It’s come to my attention that we have a lack of ethical leadership in law enforcement. This is horrible for the troops, and it manifests itself in the headlines I read. Stories about cops crossing the line are way too common these days. After spending a few minutes on the Web, anyone can find tons of examples of cops engaging in criminal activity. I’ve seen stories of cops committing robberies, rapes and all sorts of other horrible things. Their actions are caused by a combination of factors, including a lack of ethical leadership.
In the News
To be honest, the stories that really bother me are the ones concerning cops taking shortcuts and screwing up everything from good cases to officer safety to operational security. The actions of these cops are a direct result of unethical and lazy supervision from the line level to the command level.
You think Ol’ Bullethead is crazy? I read about one department way out west where the chief of police got nailed for drunk driving in his city car. I have no idea how a man makes it to that level and hasn’t figured out that you can’t drink and drive. I’m sure this idiot put his entire department into a tailspin because of his stupid actions.
Example: Say you’re a junior cop, and you start hearing stories about command-level people getting drunk in bars and having other department people drive them home. If you’re this junior cop, it becomes obvious that ethical behavior isn’t important at your organization. Now you’re trying to make a case on some crook. The right thing to do is to stay within the lines, and move one step at a time toward a good hook.
Your whole career you’ve been watching this jacked-up boss who acts without an ounce of ethics, and now you’re trying to get some piece of crap off the streets. You don’t have a way to get into this dude’s pockets, his car or his house, but you know when you do get in there, you’ll find something. Because ethical conduct isn’t a big deal at your department, you just slide forward and include a few things that aren’t exactly true in your report. After you do it once, it’s a lot easier the second time.

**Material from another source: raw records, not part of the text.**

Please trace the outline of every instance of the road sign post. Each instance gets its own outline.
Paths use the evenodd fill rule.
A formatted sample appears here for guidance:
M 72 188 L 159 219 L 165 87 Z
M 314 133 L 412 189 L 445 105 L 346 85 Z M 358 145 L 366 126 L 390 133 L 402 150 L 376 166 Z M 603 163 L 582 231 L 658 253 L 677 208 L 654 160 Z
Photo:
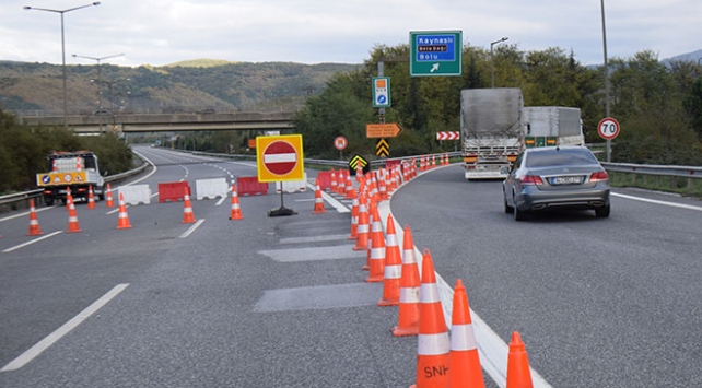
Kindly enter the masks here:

Soon you’re skipping all sorts of procedures and laws, and covering for these actions in court. Maybe you decide instead of booking that dope into evidence, you’ll just toss it or save it up for when you need to put together a case on someone else. The bottom line: It is not okay to do these things—ever.
I’m not sure what’s going on at the command levels to make these guys lose their ethics and their ability to lead. I suppose that at a certain point they stop worrying about doing the right thing and start worrying about how to go as far as possible in their career. When that happens, all of their decisions are colored by career preservation and career enhancement. What they don’t get is that they become completely see-through as soon as they make that first move. Cops will take one look at something like that and know that particular captain or chief has gone to the dark side. I heard a captain say, “You have to lie at my level.” I heard another admit to lying on the stand in a civil trial and claim he did it for the benefit of the organization. That’s horse crap.
There’s no room for that sort of behavior, so listen up: Our existence is based on our ability to be trustworthy and ethical from the day we start this career to the day we retire. It starts with our own ethics. We act ethically and within the law and our department’s policy. That’s the only way we maintain our support within the communities we serve.
It’s probably too late for many of the command people I’ve met; they’ve lost their way and will probably not make it back inside the lines. But those of us down here in the trenches must maintain our own standards and ethics, despite idiot drunk-driving chiefs and captains who think their job description includes lying. Being a completely ethical cop isn’t always easy, but it’s always right.
We need to remember why we’re here. It isn’t just to stick scumbags into the pit—that would be easy. We have to do that while maintaining our leadership in the community and our ethical behavior. It may take 10 years to fix this mess, but we must start now by leading from the bottom up and calling out those above us when they cross the line.